The primary endpoint was the proportion of patients with positive CGP findings in terms of having clinically relevant genomic alterations in relation to the specific tumor type.

2.5. Statistical Analysis

The data are presented as percentages, medians, and interquartile ranges (IQRs) or means and standard deviations. Binary logistic regression was used to analyze the statistical significance of differences in the odds of the presence of clinically relevant mutations between tumors of different affected organ systems. The false-positive rate was controlled via the Benjamini–Hochberg procedure with false discovery rate (FDR) < 5%. Statistical analysis was conducted via StataCorp 2024 software (Stata Statistical Software: Release 18.5 College Station, TX, USA: StataCorp LLC).

3. Results

3.1. Patients Characteristics

A total of 481 patients were presented at multidisciplinary teams and CGP was performed on their tumors between 1 January 2020 and 31 December 2021. There was an almost equal distribution between the sexes with 202 (42%) males and 279 (58%) females tested. The median age of the patients was 61 years (IQR 49–69). Gastrointestinal and reproductive malignancies were the most common, accounting for 29.1% and 28.9% of all tested tumors, respectively. Specifically, colorectal tumors made up 19.1% of cases, while uterine tumors represented 11.2% (Table 1).

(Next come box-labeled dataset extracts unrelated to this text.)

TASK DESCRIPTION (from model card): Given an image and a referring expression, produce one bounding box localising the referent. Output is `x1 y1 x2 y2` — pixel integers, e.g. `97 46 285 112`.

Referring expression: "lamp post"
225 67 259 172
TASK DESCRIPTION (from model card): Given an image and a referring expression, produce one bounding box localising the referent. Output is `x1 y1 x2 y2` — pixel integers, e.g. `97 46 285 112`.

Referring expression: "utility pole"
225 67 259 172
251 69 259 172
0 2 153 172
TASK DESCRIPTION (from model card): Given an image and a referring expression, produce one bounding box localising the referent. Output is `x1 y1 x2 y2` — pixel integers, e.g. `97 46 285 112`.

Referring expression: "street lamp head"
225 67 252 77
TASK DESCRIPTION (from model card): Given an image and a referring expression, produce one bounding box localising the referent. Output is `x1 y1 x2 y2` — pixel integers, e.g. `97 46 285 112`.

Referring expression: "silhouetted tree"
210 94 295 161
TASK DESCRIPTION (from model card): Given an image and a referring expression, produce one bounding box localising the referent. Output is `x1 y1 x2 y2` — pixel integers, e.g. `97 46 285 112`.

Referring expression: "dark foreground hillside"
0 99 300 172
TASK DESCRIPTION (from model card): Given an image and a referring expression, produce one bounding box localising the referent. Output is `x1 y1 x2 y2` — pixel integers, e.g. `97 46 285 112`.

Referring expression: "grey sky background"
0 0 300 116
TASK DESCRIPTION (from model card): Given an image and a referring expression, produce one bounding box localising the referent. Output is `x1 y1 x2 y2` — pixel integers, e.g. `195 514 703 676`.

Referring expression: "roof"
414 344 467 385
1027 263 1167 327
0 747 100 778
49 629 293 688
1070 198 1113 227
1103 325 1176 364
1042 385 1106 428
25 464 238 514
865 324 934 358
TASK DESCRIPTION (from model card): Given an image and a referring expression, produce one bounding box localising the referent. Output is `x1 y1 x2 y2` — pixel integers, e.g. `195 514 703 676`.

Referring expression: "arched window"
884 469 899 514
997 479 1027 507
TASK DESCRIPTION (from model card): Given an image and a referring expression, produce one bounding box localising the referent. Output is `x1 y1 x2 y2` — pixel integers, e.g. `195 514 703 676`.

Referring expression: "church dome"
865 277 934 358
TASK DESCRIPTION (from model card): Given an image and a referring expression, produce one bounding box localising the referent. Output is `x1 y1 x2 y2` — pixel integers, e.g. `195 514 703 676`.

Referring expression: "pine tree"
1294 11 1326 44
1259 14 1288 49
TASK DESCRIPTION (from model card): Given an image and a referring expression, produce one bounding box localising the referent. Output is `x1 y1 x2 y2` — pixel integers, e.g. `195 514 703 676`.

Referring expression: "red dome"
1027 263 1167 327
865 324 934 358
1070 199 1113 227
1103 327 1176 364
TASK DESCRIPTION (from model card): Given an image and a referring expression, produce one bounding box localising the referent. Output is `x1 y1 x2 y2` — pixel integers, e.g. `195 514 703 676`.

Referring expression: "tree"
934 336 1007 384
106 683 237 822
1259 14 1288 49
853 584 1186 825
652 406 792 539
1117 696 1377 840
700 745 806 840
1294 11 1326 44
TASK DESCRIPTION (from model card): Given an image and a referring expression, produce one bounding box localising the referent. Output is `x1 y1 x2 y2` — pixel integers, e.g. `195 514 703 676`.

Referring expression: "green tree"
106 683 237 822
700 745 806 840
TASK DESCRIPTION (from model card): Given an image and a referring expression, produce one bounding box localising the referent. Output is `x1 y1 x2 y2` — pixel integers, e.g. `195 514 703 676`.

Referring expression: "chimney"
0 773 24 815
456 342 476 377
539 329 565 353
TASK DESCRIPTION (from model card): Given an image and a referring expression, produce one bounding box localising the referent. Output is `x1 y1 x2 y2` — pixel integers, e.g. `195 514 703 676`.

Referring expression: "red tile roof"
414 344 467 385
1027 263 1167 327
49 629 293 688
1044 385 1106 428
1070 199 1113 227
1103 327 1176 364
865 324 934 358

3.2. Results of the CGP Analysis

Genomic testing revealed that more than three-quarters (76.7%) of patients harbored significant mutations, with KRAS mutations representing the most common alteration, occurring in 27.2% of cases (Table 2). The next most common clinically relevant alterations were those in the phosphatidylinositol-4,5-bisphosphate 3-kinase catalytic subunit alpha (PIK3CA), androgen receptor (AR), neuroblastoma RAS viral oncogene homolog (NRAS), and phosphatase and tensin homolog (PTEN) genes, which were found in 12.9%, 10.6%, 10.4%, and 9.1% of patients, respectively.
Conversely, clinically non-relevant mutations were found in 81.5% of patients, with the tumor protein P53 (TP53) (42.8%) mutation being the most common (Supplementary Table S1). The next most prevalent alterations without clinical significance were those in adenomatous polyposis coli (APC), cyclin-dependent kinase inhibitor 2A (CDKN2A), AR, and NRAS genes, which were found in 15.6%, 9.8%, 8.9%, and 8.3% of patients. Compared to the gastrointestinal system, the genitourinary, respiratory, musculoskeletal, endocrine, and head and neck primary tumor sites have significantly lower odds of clinically relevant mutations (Table 3). These findings suggest that certain organ systems may have a lower prevalence of clinically relevant mutations, which could impact clinical management and the research directions in precision oncology.

3.3. Uptake of the CGP

According to the Croatian Cancer Registry, there were 26,709 (13,138 in 2020 and 13,571 in 2021) cancer-related deaths during the investigated two-year period; combining this information with the CGP selection criteria valid at that time, there was an estimated population of approximately 13,350 potentially eligible patients for CGP analysis, indicating that only 3.7% of potentially eligible patients were tested (Table 4).

4. Discussion

Undoubtedly, precision oncology is the present and future of oncology, and CGP is of the utmost importance for its applicability in everyday clinical practice. The true value of the precision oncology concept has been tested in numerous clinical trials, and many more studies are currently being conducted. Even though trials such as SHIVA or some of the cohorts from the TAPUR trial have had negative results regarding the outcomes of targeted therapies matching the genomic alterations, by addressing their limitations and obstacles, they have influenced future trial designs [26]. Moreover, other studies, such as IMPACT, IMPACT2, or other cohorts from the TAPUR study, have shown the benefits of a tailored treatment and have promoted these therapies as potentially better treatment options than conventional therapies [26]. Throughout the evolution of these trials, multiple important issues have been addressed, such as the limitations of the tumor tissue used for the analysis, the matter of which tissue should be tested, delays in the process of testing, interpretations of the results, the selection of the appropriate treatment, particularly in the case of multiple genomic alterations (single agent versus combinational treatment), the procurement of the treatment, and many others [26].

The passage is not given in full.